You've asked several questions here, so I'm going to provide several answers, and a couple of clarifications.

I will be storing the AES key (DEK) in a HSM-based key management service (ie. Azure Key Vault / AWS KMS) and will retrieve the key to encrypt/decrypt data on my Nodejs server.

This is not generally what you want to do. If you're using an HSM, the goal is for the key to stay inside the HSM, and never leave. One common way to accomplish this is to store a key-encryption-key (KEK) in the HSM, and encrypted data-encryption-key(s) (DEK) elsewhere. In the case of Azure Key Vault, these could be retrievable secrets. I'm sure Amazon has something similar. Then, when you need to use a DEK, you pass it in to the HSM, where it is decrypted using the KEK, and then returned to you.

1) Should I create a different AES data encryption key for each user? If so, what is the reasoning behind this? Just another layer of complexity?

Yes. The reason is that if a key is compromised, all of the data is not, only the data encrypted with this key. (The data for one customer, in other words.) In addition, it eliminates the ability of many application flaws (outside of flaws specifically related to key retrieval) to allow one customer to accidentally gain access to another customer's data.

2) How best to secure the key against attacked like when the server is hacked and traced / monitored?

Secure your servers. And follow the rest of the advice here, like only exposing keys when needed.

3) Is it better practice to retrieve the key at startup of the server, then store the key in memory on the server, OR retrieve the key each time the server needs to encrypt data for the user?

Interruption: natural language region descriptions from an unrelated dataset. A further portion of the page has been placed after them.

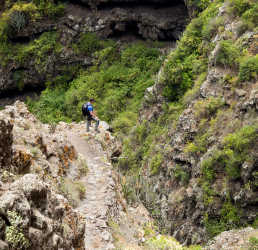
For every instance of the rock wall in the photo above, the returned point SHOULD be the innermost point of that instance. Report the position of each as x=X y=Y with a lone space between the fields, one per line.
x=35 y=163
x=48 y=222
x=6 y=140
x=122 y=21
x=184 y=207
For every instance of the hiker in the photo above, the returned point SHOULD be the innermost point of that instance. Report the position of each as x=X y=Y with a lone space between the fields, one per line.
x=87 y=111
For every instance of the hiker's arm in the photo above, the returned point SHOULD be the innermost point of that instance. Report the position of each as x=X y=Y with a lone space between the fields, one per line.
x=93 y=115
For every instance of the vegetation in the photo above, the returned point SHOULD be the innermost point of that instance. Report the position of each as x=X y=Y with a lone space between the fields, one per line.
x=14 y=233
x=73 y=191
x=17 y=15
x=253 y=243
x=117 y=80
x=117 y=84
x=189 y=60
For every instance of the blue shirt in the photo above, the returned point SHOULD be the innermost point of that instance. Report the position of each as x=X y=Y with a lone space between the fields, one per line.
x=90 y=108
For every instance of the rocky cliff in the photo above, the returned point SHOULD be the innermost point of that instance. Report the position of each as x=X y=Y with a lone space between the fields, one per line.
x=34 y=166
x=42 y=46
x=201 y=152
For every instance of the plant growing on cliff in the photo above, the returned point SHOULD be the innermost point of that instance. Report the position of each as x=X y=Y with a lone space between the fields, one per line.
x=17 y=20
x=248 y=68
x=14 y=233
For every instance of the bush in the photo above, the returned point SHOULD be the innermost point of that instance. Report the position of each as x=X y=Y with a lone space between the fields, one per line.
x=248 y=68
x=229 y=53
x=155 y=164
x=181 y=174
x=253 y=243
x=18 y=20
x=229 y=219
x=89 y=43
x=189 y=59
x=72 y=191
x=208 y=106
x=14 y=233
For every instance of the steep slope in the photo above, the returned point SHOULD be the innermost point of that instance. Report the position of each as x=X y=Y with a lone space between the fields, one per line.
x=197 y=133
x=44 y=40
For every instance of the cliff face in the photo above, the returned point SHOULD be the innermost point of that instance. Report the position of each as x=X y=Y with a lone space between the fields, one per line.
x=34 y=166
x=29 y=63
x=203 y=163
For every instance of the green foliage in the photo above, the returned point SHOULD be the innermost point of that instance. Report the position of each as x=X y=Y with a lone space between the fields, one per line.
x=18 y=20
x=199 y=144
x=181 y=174
x=229 y=53
x=229 y=219
x=14 y=233
x=248 y=68
x=201 y=4
x=253 y=243
x=164 y=242
x=208 y=106
x=189 y=60
x=15 y=16
x=155 y=163
x=137 y=189
x=118 y=88
x=18 y=77
x=39 y=48
x=89 y=43
x=236 y=148
x=72 y=191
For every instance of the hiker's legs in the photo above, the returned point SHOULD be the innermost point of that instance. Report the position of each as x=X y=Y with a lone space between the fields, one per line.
x=88 y=124
x=97 y=122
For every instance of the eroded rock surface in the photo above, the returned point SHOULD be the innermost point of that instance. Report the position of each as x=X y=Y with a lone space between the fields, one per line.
x=121 y=21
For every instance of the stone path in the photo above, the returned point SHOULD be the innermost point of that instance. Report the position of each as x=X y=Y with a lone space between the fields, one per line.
x=100 y=194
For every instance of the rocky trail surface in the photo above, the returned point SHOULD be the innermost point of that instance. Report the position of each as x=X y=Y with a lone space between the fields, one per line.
x=100 y=194
x=110 y=222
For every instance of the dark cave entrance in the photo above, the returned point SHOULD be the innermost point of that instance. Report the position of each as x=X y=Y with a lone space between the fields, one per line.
x=20 y=40
x=9 y=97
x=131 y=33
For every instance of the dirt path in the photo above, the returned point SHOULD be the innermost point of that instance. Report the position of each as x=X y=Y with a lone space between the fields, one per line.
x=99 y=193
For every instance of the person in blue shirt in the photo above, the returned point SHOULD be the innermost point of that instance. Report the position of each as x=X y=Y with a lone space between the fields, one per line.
x=91 y=116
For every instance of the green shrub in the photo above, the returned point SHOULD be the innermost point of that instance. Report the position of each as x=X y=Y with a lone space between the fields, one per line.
x=18 y=20
x=14 y=233
x=208 y=106
x=183 y=65
x=181 y=174
x=248 y=68
x=229 y=219
x=229 y=53
x=89 y=43
x=241 y=6
x=253 y=243
x=155 y=164
x=72 y=191
x=19 y=77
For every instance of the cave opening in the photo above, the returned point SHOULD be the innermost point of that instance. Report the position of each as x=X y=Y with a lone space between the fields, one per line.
x=20 y=40
x=147 y=5
x=131 y=33
x=10 y=96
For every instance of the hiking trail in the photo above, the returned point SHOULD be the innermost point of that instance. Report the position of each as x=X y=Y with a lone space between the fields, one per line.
x=100 y=193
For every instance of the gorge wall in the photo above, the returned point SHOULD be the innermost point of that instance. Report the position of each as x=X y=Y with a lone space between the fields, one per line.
x=27 y=66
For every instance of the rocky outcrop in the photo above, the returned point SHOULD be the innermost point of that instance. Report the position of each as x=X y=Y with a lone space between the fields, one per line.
x=45 y=163
x=6 y=141
x=124 y=22
x=48 y=222
x=185 y=207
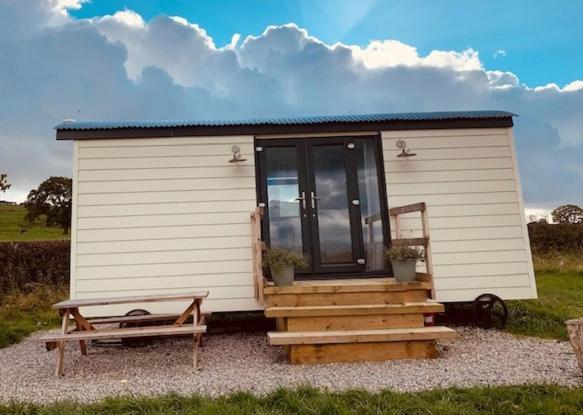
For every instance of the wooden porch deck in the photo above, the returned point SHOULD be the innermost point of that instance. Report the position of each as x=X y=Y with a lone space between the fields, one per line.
x=352 y=320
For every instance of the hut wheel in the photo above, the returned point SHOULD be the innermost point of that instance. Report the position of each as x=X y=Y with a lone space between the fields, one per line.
x=489 y=311
x=136 y=341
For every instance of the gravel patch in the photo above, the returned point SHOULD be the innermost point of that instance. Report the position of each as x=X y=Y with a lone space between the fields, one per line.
x=245 y=362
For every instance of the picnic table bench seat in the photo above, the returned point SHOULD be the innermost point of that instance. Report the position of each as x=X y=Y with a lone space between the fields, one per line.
x=125 y=333
x=85 y=330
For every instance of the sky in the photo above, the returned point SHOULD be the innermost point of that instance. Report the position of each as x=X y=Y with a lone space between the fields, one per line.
x=138 y=59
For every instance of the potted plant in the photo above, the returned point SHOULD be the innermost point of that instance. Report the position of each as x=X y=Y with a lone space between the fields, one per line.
x=282 y=263
x=404 y=261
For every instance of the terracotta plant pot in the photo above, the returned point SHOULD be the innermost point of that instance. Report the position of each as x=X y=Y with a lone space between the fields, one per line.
x=284 y=277
x=404 y=271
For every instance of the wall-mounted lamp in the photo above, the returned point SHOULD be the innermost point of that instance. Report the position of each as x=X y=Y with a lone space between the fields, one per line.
x=405 y=152
x=237 y=157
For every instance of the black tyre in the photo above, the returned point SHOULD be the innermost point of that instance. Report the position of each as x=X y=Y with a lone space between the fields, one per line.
x=489 y=311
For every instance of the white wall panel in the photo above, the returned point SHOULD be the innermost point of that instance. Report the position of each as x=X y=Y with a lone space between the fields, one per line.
x=469 y=181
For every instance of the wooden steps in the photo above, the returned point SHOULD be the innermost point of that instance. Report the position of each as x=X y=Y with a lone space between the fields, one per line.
x=360 y=336
x=352 y=317
x=355 y=309
x=354 y=320
x=346 y=292
x=361 y=345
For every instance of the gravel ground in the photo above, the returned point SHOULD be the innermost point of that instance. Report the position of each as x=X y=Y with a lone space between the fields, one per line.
x=246 y=362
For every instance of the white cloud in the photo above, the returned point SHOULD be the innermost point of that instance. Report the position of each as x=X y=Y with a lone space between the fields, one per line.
x=391 y=53
x=122 y=67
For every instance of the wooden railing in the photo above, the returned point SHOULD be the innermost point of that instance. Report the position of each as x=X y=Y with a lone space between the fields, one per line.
x=258 y=247
x=424 y=241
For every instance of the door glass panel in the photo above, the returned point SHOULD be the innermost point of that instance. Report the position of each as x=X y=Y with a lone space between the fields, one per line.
x=370 y=204
x=285 y=227
x=332 y=205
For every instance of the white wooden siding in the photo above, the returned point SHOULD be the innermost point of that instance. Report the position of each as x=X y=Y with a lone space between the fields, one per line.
x=163 y=215
x=469 y=180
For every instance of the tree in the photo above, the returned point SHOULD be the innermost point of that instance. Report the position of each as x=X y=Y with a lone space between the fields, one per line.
x=52 y=199
x=4 y=185
x=568 y=214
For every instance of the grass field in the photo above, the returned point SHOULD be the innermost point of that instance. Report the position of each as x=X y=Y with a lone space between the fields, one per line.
x=559 y=280
x=12 y=224
x=21 y=314
x=509 y=400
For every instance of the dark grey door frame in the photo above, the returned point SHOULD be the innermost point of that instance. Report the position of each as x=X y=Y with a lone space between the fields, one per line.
x=304 y=149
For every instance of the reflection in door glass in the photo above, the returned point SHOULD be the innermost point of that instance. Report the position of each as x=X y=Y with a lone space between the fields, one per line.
x=370 y=204
x=332 y=205
x=285 y=230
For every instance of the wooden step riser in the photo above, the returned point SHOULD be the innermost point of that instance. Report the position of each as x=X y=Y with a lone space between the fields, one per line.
x=359 y=352
x=356 y=298
x=367 y=322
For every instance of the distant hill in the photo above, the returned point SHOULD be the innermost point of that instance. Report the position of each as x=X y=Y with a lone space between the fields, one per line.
x=13 y=226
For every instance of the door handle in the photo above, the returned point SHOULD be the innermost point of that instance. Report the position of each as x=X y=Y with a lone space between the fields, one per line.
x=313 y=199
x=303 y=199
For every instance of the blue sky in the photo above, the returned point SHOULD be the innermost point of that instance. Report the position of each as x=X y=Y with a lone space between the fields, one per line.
x=138 y=59
x=543 y=40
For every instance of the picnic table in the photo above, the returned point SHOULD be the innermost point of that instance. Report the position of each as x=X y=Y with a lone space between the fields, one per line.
x=84 y=328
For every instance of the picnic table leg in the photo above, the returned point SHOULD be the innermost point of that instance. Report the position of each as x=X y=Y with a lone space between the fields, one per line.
x=200 y=321
x=82 y=324
x=82 y=345
x=60 y=369
x=195 y=316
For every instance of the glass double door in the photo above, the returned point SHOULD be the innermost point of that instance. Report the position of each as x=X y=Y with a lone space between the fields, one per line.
x=323 y=199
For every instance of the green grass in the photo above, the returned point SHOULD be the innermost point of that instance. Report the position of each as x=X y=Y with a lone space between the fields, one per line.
x=559 y=281
x=12 y=223
x=23 y=314
x=509 y=400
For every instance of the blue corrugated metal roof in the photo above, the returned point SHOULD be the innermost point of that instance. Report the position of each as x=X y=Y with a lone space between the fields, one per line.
x=407 y=116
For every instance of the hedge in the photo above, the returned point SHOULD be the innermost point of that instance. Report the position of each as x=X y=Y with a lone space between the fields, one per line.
x=23 y=265
x=546 y=238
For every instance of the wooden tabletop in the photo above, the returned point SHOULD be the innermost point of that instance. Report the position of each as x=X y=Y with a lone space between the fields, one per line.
x=85 y=302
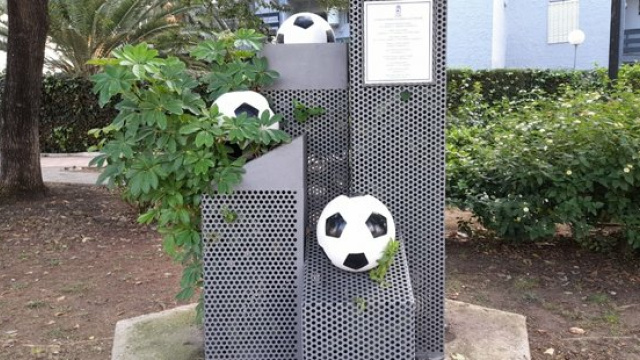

It is best to expose the keys for the minimum amount of time required to perform the encryption or decryption operations they need to perform. Retrieving them every time the server starts certainly sounds excessive. Whether it makes the most sense for you to retrieve them say, when a user logs in, or wait until an actual crypto operation needs to be performed is up to your judgement. Again, the smaller the window the better, within reason.